Lesson 3: Not Everyone Is Going To Like You
Growing up, children are taught to be affable and well-liked. Popularity is sought after and valedictorians get the keys to the kingdom. As a child, the idea that someone doesn’t like you creates an unresolvable anxiety that leaves most scrambling for any solution to move the needle in the other direction.
I felt this way until I worked with my boss.
Aside from the humbling lessons I had to learn from just being a young and entitled post-grad, my boss and I, very plainly, had no chemistry.
For 10 months, to no end, I worked really hard to continue to iterate my behavior in the hopes that reversing each identified flaw would somehow reverse his distaste for my presence.
We even reached a point where he had asked that I not approach his desk and simply email him a “List of Reminders” at the end of each day instead. He placed as many barriers between us as he possibly could and refrained from any constructive commentary, fearful that I might get too complacent.
I went through my personality with a fine-tooth comb, searching for the next thing to fix, so that we could finally be copasetic. But in looking for outliers, I found myself bloated with fear and worry instead (which, by the way, led to psychosomatic and digestive repercussions).
At this point, I realized that the only thing that mattered was the work itself and that I needed to compartmentalize all of this self-doubt and personal strife – not only for the sake of my health, but also because my personal relationship with my boss didn’t take priority over the work.

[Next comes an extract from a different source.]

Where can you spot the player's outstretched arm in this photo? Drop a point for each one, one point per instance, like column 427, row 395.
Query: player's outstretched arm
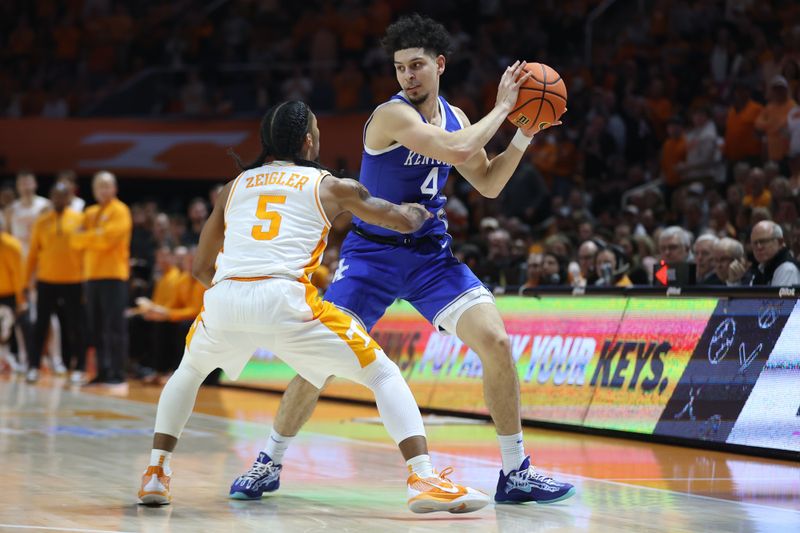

Sure, it would have been an incredible add-on, but in order to have clarity, I had to separate the upset that there was someone out there who didn’t like me from the fact that I was actually really good at my job.
The almost-year that I worked with my boss was a mentally-intense one that included tension one could cut with my gifted knife. He still hasn’t accepted my request on LinkedIn, but he did make me a stronger, more humble person and a sharper employee. And yes, that was meant to be another knife pun.